Burgess Meredith: The Retro Pop Band, Not Batman Actor
It seems appropriate that I write about Burgess Meredith in the week leading up to the release of the newest film of the Batman franchise — The Dark Knight Rises. Meredith’s iconic portrayal of The Penguin in the kitschy 1966-68 Batman television series is the first thing that comes to my mind when someone brings up the caped crusader. But, wait, there is no Penguin in The Dark Knight Rises? And the late great character actor died way back in 1997? Holy smokes! So who in the name of Gotham City is this Burgess Meredith?

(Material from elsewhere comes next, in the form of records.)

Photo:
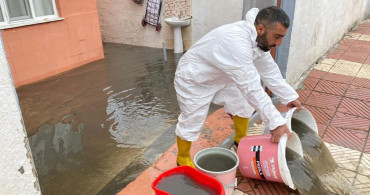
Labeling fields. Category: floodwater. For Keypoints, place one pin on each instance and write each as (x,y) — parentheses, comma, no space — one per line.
(317,172)
(316,154)
(304,178)
(182,184)
(90,127)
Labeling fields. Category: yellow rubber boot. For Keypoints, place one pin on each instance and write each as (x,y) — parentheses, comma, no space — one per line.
(241,126)
(183,154)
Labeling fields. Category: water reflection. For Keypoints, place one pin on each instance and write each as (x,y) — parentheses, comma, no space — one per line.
(87,124)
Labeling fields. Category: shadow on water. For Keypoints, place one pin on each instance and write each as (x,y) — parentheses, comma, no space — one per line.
(102,122)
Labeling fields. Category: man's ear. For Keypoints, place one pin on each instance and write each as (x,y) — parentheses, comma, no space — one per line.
(260,29)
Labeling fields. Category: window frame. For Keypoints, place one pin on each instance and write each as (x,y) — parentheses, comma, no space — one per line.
(8,23)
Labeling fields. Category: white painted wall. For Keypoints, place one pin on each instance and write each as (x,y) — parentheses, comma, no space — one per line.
(317,26)
(208,15)
(120,22)
(17,172)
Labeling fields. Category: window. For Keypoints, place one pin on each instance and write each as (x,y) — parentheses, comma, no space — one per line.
(14,13)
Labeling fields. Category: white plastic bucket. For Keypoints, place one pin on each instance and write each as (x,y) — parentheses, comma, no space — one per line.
(303,115)
(227,177)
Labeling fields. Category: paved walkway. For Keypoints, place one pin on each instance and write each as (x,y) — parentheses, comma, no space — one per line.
(337,92)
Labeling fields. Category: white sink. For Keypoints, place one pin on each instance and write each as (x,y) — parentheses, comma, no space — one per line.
(177,23)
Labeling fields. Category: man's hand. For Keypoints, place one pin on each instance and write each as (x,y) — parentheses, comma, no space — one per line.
(278,132)
(295,103)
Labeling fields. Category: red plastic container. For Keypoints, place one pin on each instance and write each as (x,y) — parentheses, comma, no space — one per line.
(194,174)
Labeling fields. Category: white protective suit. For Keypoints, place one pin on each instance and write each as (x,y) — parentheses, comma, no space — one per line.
(225,67)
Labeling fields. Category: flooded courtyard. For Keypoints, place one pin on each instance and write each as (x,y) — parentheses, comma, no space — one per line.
(93,129)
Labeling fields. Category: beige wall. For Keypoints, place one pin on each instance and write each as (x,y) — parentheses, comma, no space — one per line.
(42,50)
(120,22)
(317,26)
(207,15)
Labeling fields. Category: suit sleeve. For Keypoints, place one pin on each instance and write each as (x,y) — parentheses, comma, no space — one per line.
(272,78)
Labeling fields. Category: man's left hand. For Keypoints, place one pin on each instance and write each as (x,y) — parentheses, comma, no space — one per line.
(295,103)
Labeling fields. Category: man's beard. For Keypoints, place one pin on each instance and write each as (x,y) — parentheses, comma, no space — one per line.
(262,42)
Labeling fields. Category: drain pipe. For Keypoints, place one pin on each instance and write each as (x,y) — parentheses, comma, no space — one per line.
(164,51)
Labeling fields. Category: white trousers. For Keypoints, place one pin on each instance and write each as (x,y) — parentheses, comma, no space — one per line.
(194,101)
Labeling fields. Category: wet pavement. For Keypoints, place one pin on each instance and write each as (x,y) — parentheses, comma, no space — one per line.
(337,92)
(94,129)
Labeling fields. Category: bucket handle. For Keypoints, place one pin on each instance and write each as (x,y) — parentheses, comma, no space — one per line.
(231,185)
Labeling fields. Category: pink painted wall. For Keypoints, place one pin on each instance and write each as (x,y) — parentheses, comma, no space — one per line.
(43,50)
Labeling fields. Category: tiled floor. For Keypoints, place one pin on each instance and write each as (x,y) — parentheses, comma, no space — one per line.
(337,93)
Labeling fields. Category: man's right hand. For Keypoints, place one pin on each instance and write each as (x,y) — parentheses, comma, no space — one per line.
(278,132)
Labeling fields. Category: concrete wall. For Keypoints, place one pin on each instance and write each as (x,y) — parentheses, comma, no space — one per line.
(42,50)
(208,15)
(120,22)
(317,26)
(17,172)
(173,8)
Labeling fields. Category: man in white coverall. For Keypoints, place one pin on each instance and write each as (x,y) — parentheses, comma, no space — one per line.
(225,67)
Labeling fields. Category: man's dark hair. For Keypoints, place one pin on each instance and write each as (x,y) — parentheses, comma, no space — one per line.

Originally formed by Josh King (The Lemurs), John Vishnesky (Bell Curve), and Jesse Hester (The Polyphonic Spree, Sweet Lee Morrow), the Austin-based “supergroup” Burgess Meredith was eventually fleshed out with the additions of Deidre Gott, Blue Mongeon, Keith Lough and producer/engineer Danny Reisch. Together, they construct intricately layered pop tunes (with a tinge of some country) that seem to have been torn straight out of the popular music songbooks of the 1960s and 70s. That said, they never ape any one particular artist or band from that time period. Sure, you might find touches of The Monkees, The Beatles, Harry Nilsson, Ricky Nelson and The Kinks in some of their songs, but the resulting sounds are novel in their own right.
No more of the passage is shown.